Eight million police files have been deleted in Dallas – was it an accident? Negligence? Something more sinister?
And what does it mean for the 175,000 cases that have been impacted?
Officials are scrambling to find out. A September 30 report from the City of Dallas found that:
So how does something like this happen?
The report found that the IT team were attempting to move content from the cloud onto on-premises servers, due to cost constraints. These files had a lot of images and video, and were taking up a lot of space, which gets expensive in the cloud (the City had originally estimated that Azure storage would cost them about $60k a year – it ended up being $1.8M, and was only handling about 7% of their IT processes).

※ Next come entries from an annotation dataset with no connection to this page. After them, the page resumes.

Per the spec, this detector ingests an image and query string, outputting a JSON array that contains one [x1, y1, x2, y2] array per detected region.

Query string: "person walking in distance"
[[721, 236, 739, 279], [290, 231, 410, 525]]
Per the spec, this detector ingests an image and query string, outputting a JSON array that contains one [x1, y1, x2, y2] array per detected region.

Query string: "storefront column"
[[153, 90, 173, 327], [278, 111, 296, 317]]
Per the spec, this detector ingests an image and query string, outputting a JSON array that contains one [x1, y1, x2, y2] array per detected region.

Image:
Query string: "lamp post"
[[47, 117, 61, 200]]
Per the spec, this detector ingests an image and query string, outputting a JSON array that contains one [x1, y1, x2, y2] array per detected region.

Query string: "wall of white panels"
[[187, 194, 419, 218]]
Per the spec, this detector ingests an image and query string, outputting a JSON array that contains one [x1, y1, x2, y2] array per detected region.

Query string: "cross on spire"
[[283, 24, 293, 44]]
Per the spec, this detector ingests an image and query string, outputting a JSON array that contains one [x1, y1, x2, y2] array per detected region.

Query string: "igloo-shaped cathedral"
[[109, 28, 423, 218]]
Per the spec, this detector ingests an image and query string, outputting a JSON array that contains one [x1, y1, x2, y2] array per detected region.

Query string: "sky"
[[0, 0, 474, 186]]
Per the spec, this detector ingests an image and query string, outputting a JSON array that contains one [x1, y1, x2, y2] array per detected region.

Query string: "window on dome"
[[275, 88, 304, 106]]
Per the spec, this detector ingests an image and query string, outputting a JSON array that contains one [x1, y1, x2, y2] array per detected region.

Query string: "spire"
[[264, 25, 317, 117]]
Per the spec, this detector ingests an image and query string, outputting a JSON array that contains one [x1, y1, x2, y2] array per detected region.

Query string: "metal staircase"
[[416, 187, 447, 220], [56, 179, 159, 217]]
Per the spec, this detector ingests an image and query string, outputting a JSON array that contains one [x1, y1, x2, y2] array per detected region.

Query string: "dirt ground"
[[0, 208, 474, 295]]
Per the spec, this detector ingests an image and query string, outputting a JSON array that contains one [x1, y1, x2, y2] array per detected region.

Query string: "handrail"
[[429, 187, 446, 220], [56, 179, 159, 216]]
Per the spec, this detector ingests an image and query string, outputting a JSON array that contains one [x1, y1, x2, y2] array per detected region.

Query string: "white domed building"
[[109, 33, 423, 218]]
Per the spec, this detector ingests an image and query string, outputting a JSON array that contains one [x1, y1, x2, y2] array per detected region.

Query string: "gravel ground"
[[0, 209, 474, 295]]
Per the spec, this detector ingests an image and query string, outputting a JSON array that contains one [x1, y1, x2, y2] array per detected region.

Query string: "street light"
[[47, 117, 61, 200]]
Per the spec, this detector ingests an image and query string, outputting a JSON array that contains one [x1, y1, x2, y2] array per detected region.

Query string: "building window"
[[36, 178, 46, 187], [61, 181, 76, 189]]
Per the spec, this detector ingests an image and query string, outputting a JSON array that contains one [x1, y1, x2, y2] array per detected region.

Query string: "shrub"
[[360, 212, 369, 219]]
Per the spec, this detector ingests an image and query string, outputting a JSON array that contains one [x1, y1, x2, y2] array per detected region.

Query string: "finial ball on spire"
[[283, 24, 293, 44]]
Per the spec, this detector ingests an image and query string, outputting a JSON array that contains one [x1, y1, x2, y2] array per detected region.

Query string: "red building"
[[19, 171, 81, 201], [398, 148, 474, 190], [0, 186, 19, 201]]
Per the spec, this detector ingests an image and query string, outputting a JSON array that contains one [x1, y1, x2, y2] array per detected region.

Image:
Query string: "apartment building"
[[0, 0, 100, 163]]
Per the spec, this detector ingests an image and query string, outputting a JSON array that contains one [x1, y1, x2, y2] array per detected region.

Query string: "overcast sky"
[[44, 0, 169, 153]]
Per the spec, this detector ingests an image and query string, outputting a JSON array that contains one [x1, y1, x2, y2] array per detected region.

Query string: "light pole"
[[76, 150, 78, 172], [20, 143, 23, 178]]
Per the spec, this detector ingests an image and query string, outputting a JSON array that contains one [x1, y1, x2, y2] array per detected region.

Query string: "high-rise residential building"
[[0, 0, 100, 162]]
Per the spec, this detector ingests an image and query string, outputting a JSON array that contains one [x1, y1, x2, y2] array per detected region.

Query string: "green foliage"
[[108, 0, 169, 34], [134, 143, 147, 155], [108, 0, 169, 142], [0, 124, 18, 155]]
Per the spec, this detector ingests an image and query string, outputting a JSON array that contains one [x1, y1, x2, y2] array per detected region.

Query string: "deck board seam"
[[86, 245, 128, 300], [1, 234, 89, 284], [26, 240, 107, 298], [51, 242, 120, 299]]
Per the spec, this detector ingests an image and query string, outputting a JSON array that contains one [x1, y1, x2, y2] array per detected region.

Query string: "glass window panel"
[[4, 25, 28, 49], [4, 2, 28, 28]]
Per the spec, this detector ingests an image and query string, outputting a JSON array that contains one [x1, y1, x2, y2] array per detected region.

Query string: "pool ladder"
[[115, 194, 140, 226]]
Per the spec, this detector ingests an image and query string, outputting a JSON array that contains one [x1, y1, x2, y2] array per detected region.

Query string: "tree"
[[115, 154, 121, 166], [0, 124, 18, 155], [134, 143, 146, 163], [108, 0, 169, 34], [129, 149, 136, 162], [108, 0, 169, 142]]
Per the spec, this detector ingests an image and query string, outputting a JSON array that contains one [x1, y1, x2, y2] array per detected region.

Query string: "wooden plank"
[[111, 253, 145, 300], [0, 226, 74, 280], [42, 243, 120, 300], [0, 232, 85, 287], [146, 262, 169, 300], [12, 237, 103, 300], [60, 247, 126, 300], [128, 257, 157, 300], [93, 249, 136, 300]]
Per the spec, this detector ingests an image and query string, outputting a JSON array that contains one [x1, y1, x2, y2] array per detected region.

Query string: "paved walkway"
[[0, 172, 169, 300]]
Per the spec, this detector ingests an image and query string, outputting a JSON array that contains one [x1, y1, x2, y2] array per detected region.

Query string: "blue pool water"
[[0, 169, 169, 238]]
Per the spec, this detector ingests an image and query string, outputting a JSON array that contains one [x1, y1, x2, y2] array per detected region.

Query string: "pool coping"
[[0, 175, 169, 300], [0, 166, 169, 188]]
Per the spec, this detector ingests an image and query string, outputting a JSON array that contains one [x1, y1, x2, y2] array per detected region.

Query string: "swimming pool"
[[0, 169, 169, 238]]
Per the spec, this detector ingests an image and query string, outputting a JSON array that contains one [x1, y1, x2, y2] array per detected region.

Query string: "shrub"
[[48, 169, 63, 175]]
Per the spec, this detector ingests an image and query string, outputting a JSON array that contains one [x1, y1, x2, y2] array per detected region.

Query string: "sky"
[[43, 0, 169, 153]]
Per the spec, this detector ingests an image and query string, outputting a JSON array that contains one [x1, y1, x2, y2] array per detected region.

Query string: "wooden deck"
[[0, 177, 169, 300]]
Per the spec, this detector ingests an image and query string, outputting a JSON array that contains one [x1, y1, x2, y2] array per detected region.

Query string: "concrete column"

The data in scope of the migration back to the on-prem network was considered ‘archival’, not operational. However, Police have identified over 1,000 ‘priority’ cases that they are trying very hard to find copies of the data for, so the data certainly did have continuing value. But the business case was driven completely by cost. The Report found that the leadership team did not pause to consider the risks, or review data migration best practices. They did not have a recovery plan in the event of something going wrong.
And something did go wrong. The IT team did not follow the vendor’s instructions and SOPs for migrating data, and ignored multiple warnings in the interface that data would be lost.
The City is now searching every system they can for any old copies of parts of the data, and reuploading it (back into that expensive Azure cloud).
There are three main takeaways from this that I think apply to everyone managing data:
1: Archives are not records management systems.
2: Migration is not a copy/paste exercise, it’s always a complex project.
3: Organisations need the ability to discover their data, across their whole environment.
The City is now engaging contractors to help search across the network for any possible copies of any of the important records. They are crafting searches in Office 365 (although it’s taking them an hour to create each string). The good news is, there will almost certainly be duplicates of much of this data, all over the network and on devices. The bad news is, manual searching won’t find it all, or affordably (and this whole problem started because cost was a constraint).
With AI technology, we can rapidly search whole networks in seconds. It’s simple to create the taxonomies of terms, and run them instantaneously, across every system and any data format. Last month, we were contacted by an organisation experiencing a data breach on a Friday night. By Saturday afternoon, we had implemented in their network, run across all of their compromised data, and found everything with material risk (including for example IP addresses, passwords, PII, credit card and passport numbers, and information related to topics for which there are secrecy provisions under law). Importantly, we had also coded and applied their Records Authority, so we could tell what of the spilled data should have already been disposed of (which helps determine their scope of liability).
These kinds of data confidentiality, integrity, and availability breaches happen every day, all over the world. They’re not always avoidable, but they can be mitigated. And the only way to effectively mitigate them is to have the tools on hand to know what you have and where it is, all the time.